Zain Abdul Hady, director of Dar al-Kotob, told Al-Masry Al-Youm that translation and literature departments at Egypt’s leading universities have been informed of the collection, and invited to come view the books.
“Hopefully people in Egypt studying Korean will eventually decide to translate books from Window on Korea,” says Park.
Free Korean language classes offered at the embassy are in such high demand that 800 applicants regularly compete for the 100 spaces available, he adds.
While few books are written in Arabic about Korea, and even fewer Korean books are translated into Arabic, Window on Korea opens up the possibility that this might change. Identical collections exist in 13 other countries, but Egypt is the first in Africa and the Middle East to host one.
Window on Korea is meant to be a well-rounded resource for anyone interested in learning about the country.

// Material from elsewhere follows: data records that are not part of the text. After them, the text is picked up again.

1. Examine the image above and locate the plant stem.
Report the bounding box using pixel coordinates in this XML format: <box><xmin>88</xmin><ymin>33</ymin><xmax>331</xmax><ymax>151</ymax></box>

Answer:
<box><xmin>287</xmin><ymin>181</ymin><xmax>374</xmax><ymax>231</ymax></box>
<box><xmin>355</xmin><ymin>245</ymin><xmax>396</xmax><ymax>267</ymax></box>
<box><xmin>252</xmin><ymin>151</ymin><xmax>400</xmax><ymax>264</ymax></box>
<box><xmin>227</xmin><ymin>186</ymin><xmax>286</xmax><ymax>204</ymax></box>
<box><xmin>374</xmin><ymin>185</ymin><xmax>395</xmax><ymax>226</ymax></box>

While this reporter may not have been able to properly verify that, being unable to read most of the books, the scattered English titles appear to cover basic information about Korean culture.

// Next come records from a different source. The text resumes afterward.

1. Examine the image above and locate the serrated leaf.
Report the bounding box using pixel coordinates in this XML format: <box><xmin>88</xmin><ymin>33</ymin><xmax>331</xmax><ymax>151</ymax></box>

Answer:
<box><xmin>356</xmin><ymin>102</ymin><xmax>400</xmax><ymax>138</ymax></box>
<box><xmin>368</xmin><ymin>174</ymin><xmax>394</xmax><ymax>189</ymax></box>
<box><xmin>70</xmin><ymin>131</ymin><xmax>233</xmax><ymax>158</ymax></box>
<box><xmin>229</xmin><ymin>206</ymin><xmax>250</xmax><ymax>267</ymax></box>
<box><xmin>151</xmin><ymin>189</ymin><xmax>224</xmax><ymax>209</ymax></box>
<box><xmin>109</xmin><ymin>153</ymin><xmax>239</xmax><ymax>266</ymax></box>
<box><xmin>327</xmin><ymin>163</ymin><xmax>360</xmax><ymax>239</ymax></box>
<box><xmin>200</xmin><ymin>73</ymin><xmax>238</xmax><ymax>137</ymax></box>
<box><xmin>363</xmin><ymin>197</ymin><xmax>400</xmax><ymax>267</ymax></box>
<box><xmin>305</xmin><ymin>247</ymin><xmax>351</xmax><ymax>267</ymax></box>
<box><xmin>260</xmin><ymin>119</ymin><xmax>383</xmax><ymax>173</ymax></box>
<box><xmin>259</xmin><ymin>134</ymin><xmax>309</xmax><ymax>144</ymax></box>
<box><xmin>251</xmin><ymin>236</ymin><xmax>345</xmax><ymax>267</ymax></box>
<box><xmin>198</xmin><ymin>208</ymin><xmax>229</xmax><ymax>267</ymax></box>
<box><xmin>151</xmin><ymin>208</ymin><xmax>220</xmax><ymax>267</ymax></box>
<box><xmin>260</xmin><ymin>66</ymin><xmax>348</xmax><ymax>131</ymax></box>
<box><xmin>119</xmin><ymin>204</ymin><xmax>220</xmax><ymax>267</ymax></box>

The literature section includes short stories and folk tales along with a few novels, such as Native Speaker, by the celebrated Korean-American author Chang Rae-Lee. The works of Bruce Cumings, the foremost American scholar of modern Korean history, feature in the history section.
Other highlights include a bilingual edition of the South Korean constitution, in English and Korean, and Missionary Photography in Korea: Encountering the West through Christianity, a beautifully illustrated book that approaches the influential missionary presence in Korea during the early 20th century from multiple perspectives.
There are also books about Korean filmmakers and traditional crafts, as well as five Korean novels translated into Arabic.
Window on Korea will be regularly updated, as the National Library of Korea will be donating 200 new books, mostly in English, annually until 2050.
It is intended to be a place for all Egyptians who have caught the Korean culture bug to gather and learn, as well as a potential Middle East hub for research on Korea. It may also facilitate bringing Korean literature to an Arabic audience, which might just make Egypt’s case of “Hallyu” more severe.
A Korean-speaking library assistant is stationed at the library on weekdays, from 10:00 to 15:00, to help patrons with the collection.